Mein Freund warnte mich, Marie Mallarmé dürfe ich nicht auf die Bühne bringen, weil ich sonst nicht weiter schreiben würde. Ich würde Marie Mallarmés Geschichte nicht erzählen, wenn ich sie in die Welt schicken würde, ehe das letzte Wort geschrieben ist.

Er nannte mir ein paar Beispiele, in denen ich tatsächlich einigen meiner Erzählungen untreu geworden war, und die versandeten, kaum dass ich sie einem anderen – meist Freunde – zum Lesen und kommentieren gegeben hatte.

Aber Marie Mallarmés Geschichte ist eine, die ich seit zwei Jahren mit mir herumtrage und die tatsächlich erst zu Beginn des letzten katastrophalen Jahres zu Papier geworden ist, weil es ein Ereignis gab, von dem ich begriff, dass es tatsächlich das ERSTE Ereignis war, mit dem die Geschichte ins Rollen und Marie Mallarmé nun endlich zum Leben geraten würde. Es war die Veröffentlichung einer Aufzeichnung, deren Wortlaut ich im Internet fand und die ich wortgetreu direkt zu Beginn der Geschichte wiedergeben werde.

Marie Mallarmés Leben beginnt mit dem, was das Jahr 2017 geprägt hatte und deshalb ist es für mich, der ich Marie Mallarmé sehr lieb gewonnen habe, nur folgelogisch, dass ich am letzten Tag des Jahres 2017 damit beginne, von ihr in unregelmäßigen Abständen zu erzählen und jeder Teil wird brav durchnummeriert, damit man nicht den Anschluss verliert.

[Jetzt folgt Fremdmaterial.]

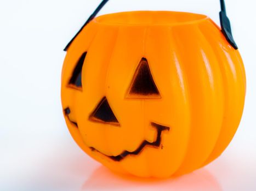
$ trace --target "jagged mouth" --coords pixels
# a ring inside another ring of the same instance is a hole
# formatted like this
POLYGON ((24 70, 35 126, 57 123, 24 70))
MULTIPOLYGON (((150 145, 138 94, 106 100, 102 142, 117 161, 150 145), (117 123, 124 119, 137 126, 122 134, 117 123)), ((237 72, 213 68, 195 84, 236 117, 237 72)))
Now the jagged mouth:
MULTIPOLYGON (((69 120, 69 121, 72 124, 73 124, 73 125, 74 125, 76 127, 78 128, 78 126, 77 125, 77 123, 70 120, 70 118, 69 118, 69 115, 70 114, 70 108, 66 108, 64 110, 64 114, 65 114, 65 116, 67 117, 67 119, 69 120)), ((123 151, 122 152, 121 154, 119 154, 118 156, 107 156, 107 155, 106 155, 106 154, 105 154, 104 153, 103 153, 102 152, 101 152, 100 151, 97 150, 96 148, 95 148, 93 147, 90 147, 89 148, 90 148, 92 151, 100 153, 101 154, 109 158, 110 159, 112 159, 113 160, 115 160, 115 161, 117 161, 117 162, 119 162, 119 161, 121 161, 121 160, 123 160, 128 156, 138 155, 142 151, 142 150, 147 146, 152 146, 152 147, 155 147, 156 148, 157 148, 160 146, 160 145, 161 145, 161 143, 162 132, 163 131, 164 131, 164 130, 169 131, 170 130, 170 128, 169 127, 162 126, 161 124, 158 124, 158 123, 154 123, 154 122, 151 122, 151 125, 152 126, 152 127, 155 128, 156 129, 156 130, 157 130, 157 135, 156 140, 155 141, 152 142, 149 142, 149 141, 147 141, 147 140, 144 140, 141 142, 141 144, 140 145, 140 146, 138 147, 138 148, 136 150, 135 150, 135 151, 133 151, 133 152, 130 152, 130 151, 123 151)))
POLYGON ((90 147, 90 148, 93 152, 96 152, 100 153, 101 154, 103 154, 104 156, 110 158, 111 159, 113 160, 115 160, 116 162, 120 162, 120 161, 123 160, 128 156, 138 155, 142 151, 142 150, 147 146, 152 146, 156 148, 159 148, 159 147, 160 146, 161 143, 162 132, 164 130, 167 130, 167 131, 170 130, 170 128, 168 127, 162 126, 161 124, 153 123, 153 122, 151 122, 151 126, 155 127, 157 131, 157 136, 156 138, 156 140, 152 142, 149 142, 146 140, 143 141, 143 142, 138 147, 138 148, 133 152, 124 151, 122 152, 121 154, 118 156, 109 156, 106 154, 105 154, 104 153, 103 153, 102 152, 97 150, 96 148, 93 147, 90 147))

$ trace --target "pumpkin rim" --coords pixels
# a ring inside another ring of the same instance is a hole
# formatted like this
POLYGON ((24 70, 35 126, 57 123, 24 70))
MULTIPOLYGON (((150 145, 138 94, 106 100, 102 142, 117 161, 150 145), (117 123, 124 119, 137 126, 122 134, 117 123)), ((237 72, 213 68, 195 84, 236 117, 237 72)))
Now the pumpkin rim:
POLYGON ((109 26, 173 26, 200 23, 208 19, 205 15, 187 12, 132 11, 103 15, 94 18, 92 22, 109 26))

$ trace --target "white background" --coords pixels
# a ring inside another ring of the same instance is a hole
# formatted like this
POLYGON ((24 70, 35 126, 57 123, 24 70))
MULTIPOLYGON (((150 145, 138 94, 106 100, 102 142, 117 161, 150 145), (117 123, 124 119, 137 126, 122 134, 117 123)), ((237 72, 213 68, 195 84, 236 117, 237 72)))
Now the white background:
MULTIPOLYGON (((176 179, 113 175, 75 144, 65 124, 60 74, 66 43, 99 0, 0 0, 1 190, 256 190, 256 2, 226 0, 247 76, 244 112, 223 155, 176 179)), ((208 15, 218 0, 112 0, 100 14, 169 10, 208 15)))

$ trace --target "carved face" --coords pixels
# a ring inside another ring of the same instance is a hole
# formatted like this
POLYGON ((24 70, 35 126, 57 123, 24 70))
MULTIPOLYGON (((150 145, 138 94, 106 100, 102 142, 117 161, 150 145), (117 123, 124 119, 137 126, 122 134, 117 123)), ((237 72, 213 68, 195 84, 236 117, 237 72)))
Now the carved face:
POLYGON ((118 14, 132 15, 124 20, 130 23, 110 22, 117 14, 99 17, 68 50, 61 97, 72 136, 111 169, 139 176, 183 174, 212 161, 230 141, 242 114, 239 53, 202 15, 167 27, 146 19, 170 17, 172 22, 174 16, 189 19, 188 14, 118 14), (129 21, 136 16, 145 24, 129 21))

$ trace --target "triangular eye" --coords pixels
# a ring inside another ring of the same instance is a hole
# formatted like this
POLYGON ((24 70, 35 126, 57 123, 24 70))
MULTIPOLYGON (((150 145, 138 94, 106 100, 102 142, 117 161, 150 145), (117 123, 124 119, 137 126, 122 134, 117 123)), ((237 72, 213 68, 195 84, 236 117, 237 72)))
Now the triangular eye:
POLYGON ((69 84, 72 86, 82 88, 82 68, 83 68, 87 53, 87 52, 83 53, 77 62, 76 68, 75 68, 73 74, 69 81, 69 84))
POLYGON ((89 120, 96 122, 120 126, 105 97, 101 99, 96 109, 90 115, 89 120))
POLYGON ((146 58, 143 58, 136 69, 127 97, 128 98, 161 98, 146 58))

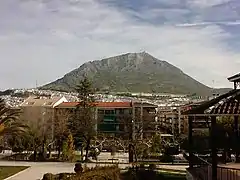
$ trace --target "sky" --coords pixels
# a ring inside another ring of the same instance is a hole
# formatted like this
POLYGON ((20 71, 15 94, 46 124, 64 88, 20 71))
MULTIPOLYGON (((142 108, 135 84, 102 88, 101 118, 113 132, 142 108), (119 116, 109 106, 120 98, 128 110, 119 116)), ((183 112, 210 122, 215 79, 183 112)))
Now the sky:
POLYGON ((239 0, 1 0, 0 89, 146 51, 211 87, 240 69, 239 0))

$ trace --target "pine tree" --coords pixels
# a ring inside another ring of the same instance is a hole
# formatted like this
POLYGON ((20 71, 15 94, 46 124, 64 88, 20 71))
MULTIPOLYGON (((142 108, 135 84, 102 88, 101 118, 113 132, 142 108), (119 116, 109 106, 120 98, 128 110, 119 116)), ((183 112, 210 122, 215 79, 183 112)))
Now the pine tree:
POLYGON ((74 137, 74 142, 77 147, 86 147, 86 160, 88 159, 88 152, 91 140, 94 138, 95 132, 95 103, 94 90, 91 82, 85 76, 80 84, 76 87, 78 98, 80 100, 73 116, 70 119, 70 130, 74 137))

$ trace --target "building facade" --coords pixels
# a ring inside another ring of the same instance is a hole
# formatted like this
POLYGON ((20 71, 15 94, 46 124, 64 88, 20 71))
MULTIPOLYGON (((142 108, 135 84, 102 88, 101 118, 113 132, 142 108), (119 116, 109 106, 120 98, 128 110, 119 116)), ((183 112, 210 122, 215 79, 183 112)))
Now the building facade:
MULTIPOLYGON (((78 104, 63 102, 56 106, 55 121, 66 123, 78 104)), ((96 102, 94 110, 97 133, 129 138, 134 131, 142 137, 151 136, 156 130, 156 107, 138 102, 96 102)))

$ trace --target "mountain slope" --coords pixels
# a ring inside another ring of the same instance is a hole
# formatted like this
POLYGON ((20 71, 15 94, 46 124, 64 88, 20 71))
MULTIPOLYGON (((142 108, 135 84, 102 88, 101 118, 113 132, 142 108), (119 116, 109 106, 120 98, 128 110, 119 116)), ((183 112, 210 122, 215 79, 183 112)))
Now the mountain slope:
POLYGON ((87 62, 42 88, 72 91, 83 75, 87 75, 100 90, 199 95, 206 95, 211 91, 209 87, 194 80, 177 67, 145 52, 87 62))

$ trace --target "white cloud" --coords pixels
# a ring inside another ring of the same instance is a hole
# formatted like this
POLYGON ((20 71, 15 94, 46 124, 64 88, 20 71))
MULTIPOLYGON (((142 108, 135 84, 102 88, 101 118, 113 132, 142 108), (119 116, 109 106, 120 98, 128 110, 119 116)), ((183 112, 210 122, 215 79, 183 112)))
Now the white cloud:
MULTIPOLYGON (((95 0, 25 1, 22 7, 20 0, 9 2, 13 7, 0 11, 2 88, 30 87, 36 80, 44 84, 86 61, 143 50, 207 85, 215 80, 215 86, 228 86, 226 77, 240 67, 240 55, 222 44, 231 34, 215 24, 143 23, 95 0)), ((150 11, 147 18, 155 17, 150 11)))

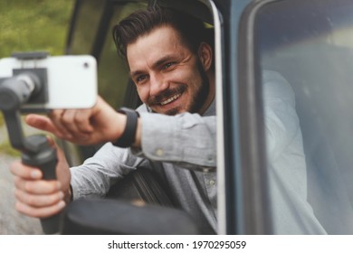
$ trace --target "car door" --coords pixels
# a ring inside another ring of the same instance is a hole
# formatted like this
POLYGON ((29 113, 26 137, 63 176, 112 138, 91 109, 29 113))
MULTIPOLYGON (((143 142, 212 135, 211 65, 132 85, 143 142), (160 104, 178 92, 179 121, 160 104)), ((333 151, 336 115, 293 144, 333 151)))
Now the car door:
POLYGON ((352 8, 348 0, 264 0, 242 11, 233 28, 238 84, 224 105, 238 123, 225 134, 239 129, 230 146, 238 161, 226 164, 237 183, 227 192, 238 200, 232 232, 353 232, 352 8), (266 80, 269 71, 281 77, 266 80), (289 149, 293 131, 301 137, 289 149))

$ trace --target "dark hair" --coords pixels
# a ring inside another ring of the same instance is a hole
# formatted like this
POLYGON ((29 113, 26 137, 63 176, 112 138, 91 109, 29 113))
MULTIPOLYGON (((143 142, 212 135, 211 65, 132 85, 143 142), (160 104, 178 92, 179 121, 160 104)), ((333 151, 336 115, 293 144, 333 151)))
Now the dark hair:
POLYGON ((213 36, 201 20, 180 11, 154 6, 131 14, 113 27, 118 53, 126 59, 128 44, 162 25, 171 25, 176 29, 195 53, 202 42, 213 45, 213 36))

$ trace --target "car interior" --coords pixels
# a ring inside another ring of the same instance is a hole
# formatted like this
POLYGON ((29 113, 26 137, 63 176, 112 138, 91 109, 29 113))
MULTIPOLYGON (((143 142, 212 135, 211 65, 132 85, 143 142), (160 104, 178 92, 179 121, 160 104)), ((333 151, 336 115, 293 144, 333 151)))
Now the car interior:
MULTIPOLYGON (((261 68, 281 73, 296 97, 307 163, 308 198, 329 234, 353 232, 351 111, 353 5, 283 1, 258 16, 261 68), (347 9, 347 6, 349 8, 347 9), (342 15, 343 14, 346 14, 342 15)), ((332 1, 330 3, 333 3, 332 1)))

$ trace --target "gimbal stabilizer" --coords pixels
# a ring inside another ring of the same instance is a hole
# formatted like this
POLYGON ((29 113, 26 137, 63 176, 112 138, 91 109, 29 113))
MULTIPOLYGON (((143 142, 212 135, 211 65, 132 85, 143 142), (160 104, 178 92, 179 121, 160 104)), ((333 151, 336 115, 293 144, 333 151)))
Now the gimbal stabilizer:
MULTIPOLYGON (((21 61, 47 57, 45 52, 24 52, 13 54, 21 61)), ((43 179, 55 179, 57 164, 56 149, 48 143, 43 135, 24 136, 20 118, 22 105, 45 103, 47 101, 46 69, 14 70, 13 77, 0 79, 0 110, 3 112, 11 145, 22 152, 22 162, 38 167, 43 179)), ((59 231, 60 214, 41 219, 46 234, 59 231)))

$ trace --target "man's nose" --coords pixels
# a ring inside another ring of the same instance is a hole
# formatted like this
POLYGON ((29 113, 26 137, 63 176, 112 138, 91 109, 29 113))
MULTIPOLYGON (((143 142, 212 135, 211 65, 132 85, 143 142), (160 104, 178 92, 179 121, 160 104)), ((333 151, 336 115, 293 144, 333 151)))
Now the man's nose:
POLYGON ((167 89, 168 89, 168 82, 161 75, 150 76, 149 95, 151 97, 158 95, 167 89))

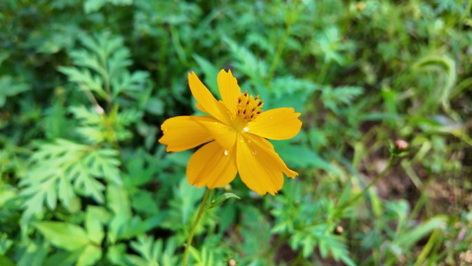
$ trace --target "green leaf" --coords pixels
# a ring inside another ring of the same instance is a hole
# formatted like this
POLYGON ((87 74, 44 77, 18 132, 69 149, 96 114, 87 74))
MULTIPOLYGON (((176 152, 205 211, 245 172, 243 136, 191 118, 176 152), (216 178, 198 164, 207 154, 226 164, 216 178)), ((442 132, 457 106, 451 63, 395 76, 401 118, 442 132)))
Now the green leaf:
POLYGON ((75 266, 93 265, 101 258, 101 249, 93 245, 88 245, 81 254, 75 266))
POLYGON ((24 222, 41 213, 45 201, 50 209, 55 209, 58 199, 70 208, 76 193, 102 202, 105 187, 98 179, 121 183, 115 150, 62 139, 38 146, 31 157, 32 165, 20 183, 23 187, 21 195, 27 198, 23 203, 24 222))
POLYGON ((218 89, 216 77, 219 70, 209 61, 197 54, 193 55, 193 57, 205 74, 204 84, 206 84, 214 95, 219 95, 219 90, 218 89))
POLYGON ((0 77, 0 107, 3 107, 7 97, 12 97, 31 88, 28 84, 16 80, 10 76, 0 77))
POLYGON ((224 193, 220 196, 218 196, 215 200, 212 200, 211 202, 210 202, 208 205, 205 206, 205 209, 208 210, 210 209, 215 208, 215 207, 220 205, 222 204, 225 200, 229 200, 230 198, 237 198, 238 200, 241 200, 241 198, 239 198, 237 195, 234 194, 233 193, 224 193))
POLYGON ((73 251, 84 247, 90 240, 80 227, 62 222, 37 222, 33 225, 57 247, 73 251))
POLYGON ((110 213, 102 207, 89 206, 86 213, 85 226, 87 236, 92 242, 100 245, 104 239, 104 225, 110 218, 110 213))
POLYGON ((0 254, 0 265, 2 266, 15 266, 15 265, 5 256, 0 254))
POLYGON ((427 236, 435 229, 441 228, 445 225, 446 217, 436 216, 426 222, 416 225, 409 231, 403 232, 394 243, 403 249, 407 249, 422 238, 427 236))

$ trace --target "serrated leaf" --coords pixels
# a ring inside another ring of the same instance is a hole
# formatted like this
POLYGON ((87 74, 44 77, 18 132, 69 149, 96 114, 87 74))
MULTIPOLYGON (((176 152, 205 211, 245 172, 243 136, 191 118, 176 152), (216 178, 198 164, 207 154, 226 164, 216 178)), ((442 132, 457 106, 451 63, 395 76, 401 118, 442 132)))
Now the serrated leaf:
POLYGON ((57 247, 76 250, 84 247, 90 240, 86 231, 80 227, 61 222, 37 222, 33 225, 44 238, 57 247))
POLYGON ((93 245, 88 245, 83 249, 75 266, 93 265, 100 258, 101 258, 101 249, 93 245))

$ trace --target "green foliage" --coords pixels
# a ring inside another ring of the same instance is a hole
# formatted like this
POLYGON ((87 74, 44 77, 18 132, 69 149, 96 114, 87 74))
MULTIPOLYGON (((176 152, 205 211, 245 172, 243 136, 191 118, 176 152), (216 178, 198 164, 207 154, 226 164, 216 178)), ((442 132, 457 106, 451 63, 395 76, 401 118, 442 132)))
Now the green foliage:
POLYGON ((186 73, 219 96, 222 68, 264 110, 302 114, 273 142, 299 177, 275 197, 239 178, 212 192, 189 265, 471 263, 470 1, 0 10, 0 265, 180 265, 204 191, 186 180, 191 151, 157 140, 196 111, 186 73))

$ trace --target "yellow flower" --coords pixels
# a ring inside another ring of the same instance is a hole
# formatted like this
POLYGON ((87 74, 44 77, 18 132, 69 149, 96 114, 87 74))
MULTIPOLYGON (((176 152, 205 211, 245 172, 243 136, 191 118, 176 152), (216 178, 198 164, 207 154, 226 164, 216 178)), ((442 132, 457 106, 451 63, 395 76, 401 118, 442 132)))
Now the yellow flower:
POLYGON ((264 195, 282 189, 285 173, 295 178, 267 139, 287 140, 302 127, 299 113, 293 108, 263 111, 264 101, 241 93, 231 70, 217 78, 222 101, 217 100, 197 75, 188 73, 188 85, 197 108, 210 116, 177 116, 161 126, 159 140, 167 151, 181 151, 206 143, 188 160, 190 184, 209 189, 223 187, 236 173, 248 187, 264 195), (207 143, 208 142, 208 143, 207 143))

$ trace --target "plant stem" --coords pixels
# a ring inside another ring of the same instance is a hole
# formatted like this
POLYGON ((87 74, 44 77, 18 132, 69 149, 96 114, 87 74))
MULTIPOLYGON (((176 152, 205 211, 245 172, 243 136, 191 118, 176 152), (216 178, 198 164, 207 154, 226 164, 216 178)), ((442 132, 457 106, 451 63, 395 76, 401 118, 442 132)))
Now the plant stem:
POLYGON ((188 255, 188 249, 190 249, 190 247, 192 245, 193 234, 195 232, 195 228, 197 228, 197 225, 198 225, 198 222, 200 220, 201 215, 203 214, 204 211, 205 211, 205 202, 206 202, 206 200, 208 199, 208 196, 210 196, 210 191, 211 189, 206 189, 205 195, 204 195, 204 198, 203 200, 201 200, 201 204, 200 205, 200 209, 198 210, 198 214, 197 214, 197 217, 195 218, 195 220, 193 221, 193 225, 192 225, 192 229, 190 229, 190 231, 188 234, 188 237, 187 238, 187 243, 185 245, 185 251, 184 251, 184 259, 182 260, 182 266, 186 266, 186 265, 187 264, 187 256, 188 255))

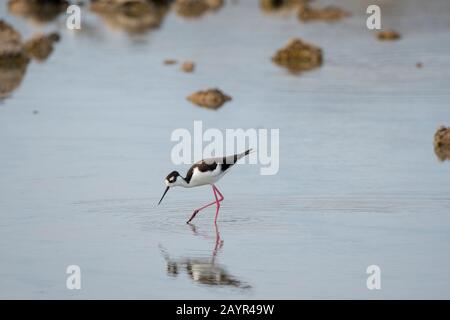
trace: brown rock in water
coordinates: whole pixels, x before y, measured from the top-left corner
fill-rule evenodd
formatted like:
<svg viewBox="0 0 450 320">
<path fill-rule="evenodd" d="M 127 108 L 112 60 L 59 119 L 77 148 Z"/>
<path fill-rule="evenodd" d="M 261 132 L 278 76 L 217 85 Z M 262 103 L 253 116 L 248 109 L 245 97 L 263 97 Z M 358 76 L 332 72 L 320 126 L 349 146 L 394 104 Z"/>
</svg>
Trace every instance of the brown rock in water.
<svg viewBox="0 0 450 320">
<path fill-rule="evenodd" d="M 394 30 L 384 30 L 377 34 L 378 40 L 398 40 L 400 34 Z"/>
<path fill-rule="evenodd" d="M 176 0 L 175 11 L 185 18 L 198 18 L 208 11 L 221 8 L 223 0 Z"/>
<path fill-rule="evenodd" d="M 0 20 L 0 66 L 21 66 L 27 64 L 28 60 L 20 33 L 4 20 Z"/>
<path fill-rule="evenodd" d="M 450 160 L 450 127 L 441 126 L 434 134 L 434 152 L 439 160 Z"/>
<path fill-rule="evenodd" d="M 0 63 L 0 100 L 17 89 L 25 76 L 28 63 L 5 66 Z"/>
<path fill-rule="evenodd" d="M 272 61 L 289 71 L 298 73 L 322 65 L 322 50 L 300 39 L 291 39 L 279 49 Z"/>
<path fill-rule="evenodd" d="M 111 27 L 132 33 L 158 28 L 167 11 L 167 1 L 92 0 L 91 10 Z"/>
<path fill-rule="evenodd" d="M 231 97 L 219 89 L 208 89 L 206 91 L 197 91 L 188 96 L 187 99 L 201 107 L 218 109 L 225 102 L 230 101 Z"/>
<path fill-rule="evenodd" d="M 181 70 L 183 70 L 184 72 L 193 72 L 194 69 L 195 69 L 195 63 L 192 61 L 185 61 L 181 65 Z"/>
<path fill-rule="evenodd" d="M 25 50 L 34 59 L 43 61 L 53 52 L 53 43 L 59 39 L 60 36 L 56 32 L 49 35 L 39 33 L 25 43 Z"/>
<path fill-rule="evenodd" d="M 9 0 L 8 9 L 12 14 L 25 17 L 37 23 L 49 22 L 66 12 L 66 0 Z"/>
<path fill-rule="evenodd" d="M 173 64 L 177 64 L 177 63 L 178 63 L 178 61 L 175 60 L 175 59 L 166 59 L 166 60 L 164 60 L 164 64 L 165 65 L 173 65 Z"/>
<path fill-rule="evenodd" d="M 337 21 L 350 16 L 350 12 L 339 7 L 327 6 L 324 8 L 312 8 L 308 3 L 300 5 L 298 18 L 303 22 L 313 20 Z"/>
<path fill-rule="evenodd" d="M 8 97 L 20 85 L 28 62 L 20 33 L 0 20 L 0 99 Z"/>
</svg>

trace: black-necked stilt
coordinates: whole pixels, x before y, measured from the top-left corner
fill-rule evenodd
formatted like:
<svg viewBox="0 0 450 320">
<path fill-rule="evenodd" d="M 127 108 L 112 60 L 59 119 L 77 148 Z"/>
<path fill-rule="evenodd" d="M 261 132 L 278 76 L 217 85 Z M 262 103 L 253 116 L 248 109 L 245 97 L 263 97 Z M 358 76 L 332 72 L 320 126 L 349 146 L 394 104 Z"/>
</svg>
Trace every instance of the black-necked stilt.
<svg viewBox="0 0 450 320">
<path fill-rule="evenodd" d="M 216 216 L 214 218 L 214 223 L 217 222 L 217 215 L 219 214 L 220 202 L 224 199 L 222 193 L 217 189 L 214 185 L 220 178 L 223 177 L 225 173 L 229 171 L 229 169 L 241 158 L 248 155 L 252 149 L 249 149 L 245 152 L 238 153 L 232 156 L 227 157 L 219 157 L 219 158 L 209 158 L 203 159 L 194 165 L 188 170 L 186 177 L 183 178 L 178 171 L 172 171 L 165 180 L 166 190 L 164 191 L 161 200 L 159 200 L 158 205 L 161 203 L 162 199 L 166 195 L 167 191 L 169 191 L 170 187 L 184 187 L 184 188 L 193 188 L 198 186 L 203 186 L 206 184 L 210 184 L 213 189 L 214 197 L 216 201 L 208 203 L 201 208 L 194 210 L 194 213 L 190 217 L 190 219 L 186 222 L 189 223 L 194 219 L 194 217 L 199 213 L 200 210 L 203 210 L 213 204 L 216 204 Z"/>
</svg>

Marie Mallarmé ist sehr schüchtern. Ich werde immer wieder von ihrem Abenteuer berichten. Weil das Leben keine Titel parat hat, habe ich für ihre Erlebnisse in diesem Jahr auch keinen Titel parat. Ich nenne die kommende Reihe deshalb einfach nach ihr – auch wenn ihr das nicht Recht wäre, wenn sie davon erführe. Ihr wäre es lieber, ich nannte die Erzählung nach Thomeo, für den sie über alle Maßen schwärmt.

Aber der Reihe nach.

Beginnen wir mit dem Traurigen, dem Katastrophalen, dem Abgrund, der sich jenseits des Bösen erstreckt. Wenn wir damit beginnen, dann haben wir das Böse auch sogleich hinter uns. Und das Abenteuer voraus.